Surface area of revolution about the y-axis- I'm trying to find the surface area of revolution when $$y=\frac{1}{3}x^3$$ is revolved around the y-axis. At the moment, I'm having difficulty setting up the integral.
I have: $\displaystyle 2\pi\int(3y)^\frac{1}{3}\sqrt{1+(3y)^\frac{-4}{3}} dy$
I would like to know if this looks correct and, if it is, I would like to have some idea about how to solve it as I'm finding it difficult to deal with the exponents and make a substitution.
 A: It looks basically right. You did not specify the problem fully, and the limits of integration are missing.
As to the integration, let $w=3y$. The thing inside the square root is 
$1+\dfrac{1}{w^{4/3}}$.   Rewrite this as $\dfrac{w^{4/3}+1}{w^{4/3}}$.  Take the square root.
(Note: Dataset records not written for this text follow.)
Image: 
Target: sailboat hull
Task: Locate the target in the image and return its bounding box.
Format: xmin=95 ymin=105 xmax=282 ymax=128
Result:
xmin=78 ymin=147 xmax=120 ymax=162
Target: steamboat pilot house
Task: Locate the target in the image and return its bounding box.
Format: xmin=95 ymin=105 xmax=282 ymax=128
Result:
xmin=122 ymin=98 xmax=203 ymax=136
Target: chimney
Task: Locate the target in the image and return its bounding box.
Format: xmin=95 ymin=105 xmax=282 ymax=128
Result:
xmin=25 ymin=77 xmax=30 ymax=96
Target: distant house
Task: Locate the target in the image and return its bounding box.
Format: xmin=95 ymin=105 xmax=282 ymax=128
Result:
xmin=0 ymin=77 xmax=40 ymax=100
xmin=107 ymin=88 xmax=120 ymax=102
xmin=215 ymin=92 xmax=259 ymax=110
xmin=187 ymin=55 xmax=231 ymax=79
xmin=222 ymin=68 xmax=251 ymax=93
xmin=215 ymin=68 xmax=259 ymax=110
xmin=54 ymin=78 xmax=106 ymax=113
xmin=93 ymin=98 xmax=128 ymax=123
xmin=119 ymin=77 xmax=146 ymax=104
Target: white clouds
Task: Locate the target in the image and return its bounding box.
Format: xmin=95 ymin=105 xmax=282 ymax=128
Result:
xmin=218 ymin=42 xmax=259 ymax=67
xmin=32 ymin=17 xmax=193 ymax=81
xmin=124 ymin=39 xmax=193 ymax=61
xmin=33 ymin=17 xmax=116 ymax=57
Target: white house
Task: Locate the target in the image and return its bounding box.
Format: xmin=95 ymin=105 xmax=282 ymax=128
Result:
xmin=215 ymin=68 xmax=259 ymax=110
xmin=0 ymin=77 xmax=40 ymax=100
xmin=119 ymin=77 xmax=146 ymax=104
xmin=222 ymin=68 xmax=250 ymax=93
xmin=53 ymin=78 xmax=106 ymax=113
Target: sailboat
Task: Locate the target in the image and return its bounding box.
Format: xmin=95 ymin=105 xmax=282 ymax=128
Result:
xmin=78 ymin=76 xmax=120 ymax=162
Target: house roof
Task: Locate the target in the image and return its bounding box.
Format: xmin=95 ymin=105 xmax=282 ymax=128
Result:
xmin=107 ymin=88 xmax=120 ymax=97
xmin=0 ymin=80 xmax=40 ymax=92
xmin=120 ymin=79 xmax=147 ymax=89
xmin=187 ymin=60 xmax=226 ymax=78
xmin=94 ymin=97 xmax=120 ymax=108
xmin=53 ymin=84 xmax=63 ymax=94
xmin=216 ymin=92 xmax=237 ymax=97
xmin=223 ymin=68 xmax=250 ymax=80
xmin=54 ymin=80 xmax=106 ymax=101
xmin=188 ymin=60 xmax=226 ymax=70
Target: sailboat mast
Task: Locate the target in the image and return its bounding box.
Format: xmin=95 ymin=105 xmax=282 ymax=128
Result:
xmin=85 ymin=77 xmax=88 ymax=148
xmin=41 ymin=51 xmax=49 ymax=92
We get 
$$\frac{1}{w^{2/3}}\sqrt{w^{4/3}+1}.$$
Remembering the $w^{1/3}$ term in your integral, we want a constant times
$$\int \frac{1}{w^{1/3}} \sqrt{w^{4/3}+1}\,dw.$$
Now let $u=w^{2/3}$. We end up with a constant times
$$\int \sqrt{u^2+1}\,du.$$
This is a standard, albeit somewhat unpleasant integral.
A: Hint: Try to substituted $3y=t$ first and then use the second of the following fact:

Theorem: The integral
$$\int x^m(a+bx^n)^pdx$$
can be reduced if $m,n,p$ are rational numbers, to the integral of a rational function, and can thus be expressed in terms of elementary functions if:
$1.$ $p$ is an integer( $p>0$ use the  Newton's binomial theorem and when $p<0$ then $x=t^k$ which $\text{lcm}(n,m)$).
$2.$ $\dfrac{m+1}{n}$ is an integer. So set $a+bx^n=t^{\alpha}$ wherein $\alpha$ is the denominator of $p$.
$3.$ $\dfrac{m+1}{n}+p$ is an integer.

Here we have $p=1/2,n=-4/3,m=1/3$